Re: [HACKERS] Support for Secure Transport SSL library on macOS as OpenSSL alternative

From: Daniel Gustafsson <daniel(at)yesql(dot)se>
To: Tom Lane <tgl(at)sss(dot)pgh(dot)pa(dot)us>
Cc: Heikki Linnakangas <hlinnaka(at)iki(dot)fi>, PostgreSQL mailing lists <pgsql-hackers(at)postgresql(dot)org>
Subject: Re: [HACKERS] Support for Secure Transport SSL library on macOS as OpenSSL alternative
Date: 2018-09-26 21:19:15
Message-ID: CE440587-6093-44F6-A3CA-D1AFE6392B9B@yesql.se
Views: Raw Message | Whole Thread | Download mbox | Resend email
Thread:
Lists: pgsql-hackers

> On 26 Sep 2018, at 01:08, Tom Lane <tgl(at)sss(dot)pgh(dot)pa(dot)us> wrote:
>
> Heikki Linnakangas <hlinnaka(at)iki(dot)fi> writes:
>> On 27/06/18 21:57, Daniel Gustafsson wrote:
>>> Courtesy of the ever-present Murphy I managed to forget some testcode in
>>> src/backend/Makefile which broke compilation for builds without secure
>>> transport, attached v8 patch fixes that.
>
>> I've read through this patch now in more detail. Looks pretty good, but
>> I have a laundry list of little things below. The big missing item is
>> documentation.
>
> I did some simple testing on this today. The patch has bit-rotted,
> mostly as a consequence of 77291139c which removed tls-unique channel
> binding. That's probably a good thing for the Secure Transport code,
> since it wasn't supporting that anyway, but it needs to be updated.

Thanks for taking a look!

> I ripped out the failing-to-compile code (maybe that was too simplistic?)
> but could not figure out whether there was anything still useful about
> the diffs in ssl/t/002_scram.pl, so I left those out. Anyway, the
> attached update applies cleanly to today's HEAD, and the openssl part
> still compiles cleanly and passes regression tests. The securetransport
> part compiles cleanly, but it fails 8 of the 68 tests in 001_ssltests.pl.
> I'm not sure how many of those might be new and how many were there as
> of the previous submission.

I had some local diffs that I hacked up based on Heikkis review this summer,
but I never got around to sending them out. I’ve rebased these changes on top
of your v9 patch as the attached v10. With this patch I get 5 failing tests on
High Sierra.

>> The "-framework" option, being added to CFLAGS, is clang specific.

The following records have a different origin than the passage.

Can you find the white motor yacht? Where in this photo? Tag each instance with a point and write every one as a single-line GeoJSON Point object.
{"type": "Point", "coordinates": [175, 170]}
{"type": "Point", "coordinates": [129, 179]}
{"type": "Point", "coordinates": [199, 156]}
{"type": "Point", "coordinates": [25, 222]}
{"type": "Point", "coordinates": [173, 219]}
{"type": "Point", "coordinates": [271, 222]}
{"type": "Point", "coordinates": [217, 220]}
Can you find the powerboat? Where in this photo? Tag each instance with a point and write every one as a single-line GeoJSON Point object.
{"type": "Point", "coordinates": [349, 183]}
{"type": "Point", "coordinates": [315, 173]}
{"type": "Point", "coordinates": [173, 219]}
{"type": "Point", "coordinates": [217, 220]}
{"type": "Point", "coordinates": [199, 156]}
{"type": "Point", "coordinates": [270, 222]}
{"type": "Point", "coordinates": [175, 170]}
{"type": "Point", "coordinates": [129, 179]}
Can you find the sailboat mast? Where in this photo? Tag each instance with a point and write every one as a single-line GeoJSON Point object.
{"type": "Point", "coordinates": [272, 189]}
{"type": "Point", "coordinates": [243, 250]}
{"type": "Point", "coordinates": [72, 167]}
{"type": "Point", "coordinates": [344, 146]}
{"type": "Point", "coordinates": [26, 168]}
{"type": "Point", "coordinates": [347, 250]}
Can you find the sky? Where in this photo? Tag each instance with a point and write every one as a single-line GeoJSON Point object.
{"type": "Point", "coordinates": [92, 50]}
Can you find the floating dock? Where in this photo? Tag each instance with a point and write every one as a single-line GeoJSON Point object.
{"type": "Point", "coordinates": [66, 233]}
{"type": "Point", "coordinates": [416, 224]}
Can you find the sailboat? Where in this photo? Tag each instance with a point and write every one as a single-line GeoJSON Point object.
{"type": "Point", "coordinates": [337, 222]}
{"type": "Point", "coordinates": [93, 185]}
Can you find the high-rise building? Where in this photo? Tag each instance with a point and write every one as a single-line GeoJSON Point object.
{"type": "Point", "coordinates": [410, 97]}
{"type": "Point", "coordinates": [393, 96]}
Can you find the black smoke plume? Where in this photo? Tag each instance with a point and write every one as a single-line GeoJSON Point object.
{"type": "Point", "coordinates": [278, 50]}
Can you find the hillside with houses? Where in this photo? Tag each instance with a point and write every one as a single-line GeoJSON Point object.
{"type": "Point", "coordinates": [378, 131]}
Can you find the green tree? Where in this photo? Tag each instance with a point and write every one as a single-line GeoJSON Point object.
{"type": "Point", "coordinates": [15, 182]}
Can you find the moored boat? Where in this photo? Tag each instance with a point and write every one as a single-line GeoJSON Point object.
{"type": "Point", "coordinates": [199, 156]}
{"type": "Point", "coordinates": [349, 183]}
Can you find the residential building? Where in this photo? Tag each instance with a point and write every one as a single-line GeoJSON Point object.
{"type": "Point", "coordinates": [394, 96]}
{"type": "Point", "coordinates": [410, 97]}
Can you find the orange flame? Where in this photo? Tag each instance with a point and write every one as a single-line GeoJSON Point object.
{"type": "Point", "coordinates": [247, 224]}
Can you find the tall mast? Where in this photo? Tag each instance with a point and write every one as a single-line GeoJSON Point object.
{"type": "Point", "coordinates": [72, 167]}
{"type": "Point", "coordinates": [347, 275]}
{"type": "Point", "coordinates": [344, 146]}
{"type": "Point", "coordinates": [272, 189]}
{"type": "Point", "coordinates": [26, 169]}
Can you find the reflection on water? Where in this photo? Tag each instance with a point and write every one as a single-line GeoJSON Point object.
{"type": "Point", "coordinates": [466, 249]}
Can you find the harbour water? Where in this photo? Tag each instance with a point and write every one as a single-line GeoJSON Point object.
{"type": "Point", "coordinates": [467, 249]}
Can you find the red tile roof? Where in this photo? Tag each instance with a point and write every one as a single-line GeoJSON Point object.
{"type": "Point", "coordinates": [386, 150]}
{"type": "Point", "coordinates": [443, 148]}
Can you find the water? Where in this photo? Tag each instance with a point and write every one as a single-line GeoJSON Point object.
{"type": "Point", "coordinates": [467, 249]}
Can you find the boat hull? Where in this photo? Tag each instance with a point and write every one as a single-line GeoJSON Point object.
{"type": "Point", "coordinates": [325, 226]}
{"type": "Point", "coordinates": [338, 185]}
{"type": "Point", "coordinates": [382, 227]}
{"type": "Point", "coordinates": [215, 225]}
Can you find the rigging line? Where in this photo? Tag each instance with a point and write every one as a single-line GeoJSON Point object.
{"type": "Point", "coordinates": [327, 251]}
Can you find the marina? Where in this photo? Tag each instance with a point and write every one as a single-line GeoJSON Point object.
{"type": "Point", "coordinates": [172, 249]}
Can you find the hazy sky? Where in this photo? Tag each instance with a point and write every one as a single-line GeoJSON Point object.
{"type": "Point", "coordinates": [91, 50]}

I
>> think we need some more autoconf magic, to make this work with gcc.
>
> AFAIK, Apple's "gcc" *is* clang; it certainly has no problem with
> these switches (and I rather doubt there's any hope of linking to
> Secure Transport without 'em).

That is correct, there is however q legitimate question as to how to support
those who install an actual gcc via for example homebrew. -framework is a
linker option which according to the GCC docs isn’t being passed to the linker
by GCC. AFAICT from reading, -framework is however merely a convenient way of
using -l, so it should be doable to just use normal -l for both clang and gcc,
though I haven’t researched that. Another option is to require a macOS
clang(gcc) for secure transport support, at least initially.

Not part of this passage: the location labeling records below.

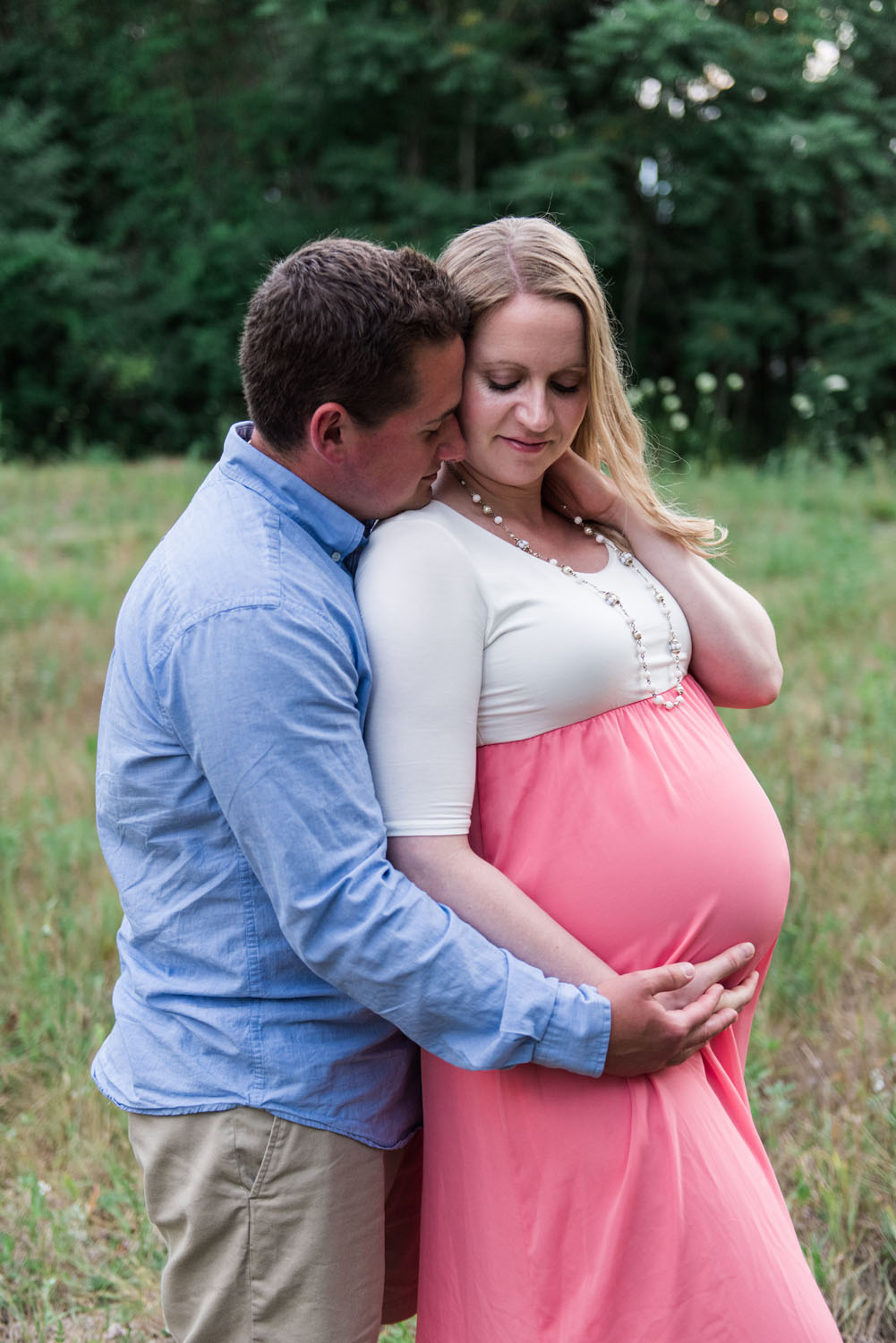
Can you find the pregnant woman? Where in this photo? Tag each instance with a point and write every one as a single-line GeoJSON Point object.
{"type": "Point", "coordinates": [550, 762]}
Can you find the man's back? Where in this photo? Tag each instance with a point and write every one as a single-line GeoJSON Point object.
{"type": "Point", "coordinates": [211, 663]}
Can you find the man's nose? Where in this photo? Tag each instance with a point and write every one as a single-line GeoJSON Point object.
{"type": "Point", "coordinates": [452, 448]}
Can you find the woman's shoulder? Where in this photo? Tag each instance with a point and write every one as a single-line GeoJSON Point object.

It’s not clear to me just how common it is to use GCC via homebrew on macOS.

> However, I agree that the technique
> of teaching random makefiles about this explicitly is mighty ugly,
> and we ought to put the logic into configure instead, if possible.
> Possibly it could be modeled on LDAP_LIBS or ICU_LIBS, ie configure
> sets up a macro that pulls in the openssl libraries, or the
> secure transport libraries, or $other-implementation, or nothing.
> The CFLAGS hacks need similar treatment (btw, should they be
> CPPFLAGS hacks instead? I think they're morally equivalent to
> -I switches). And avoid using "override" if at all possible.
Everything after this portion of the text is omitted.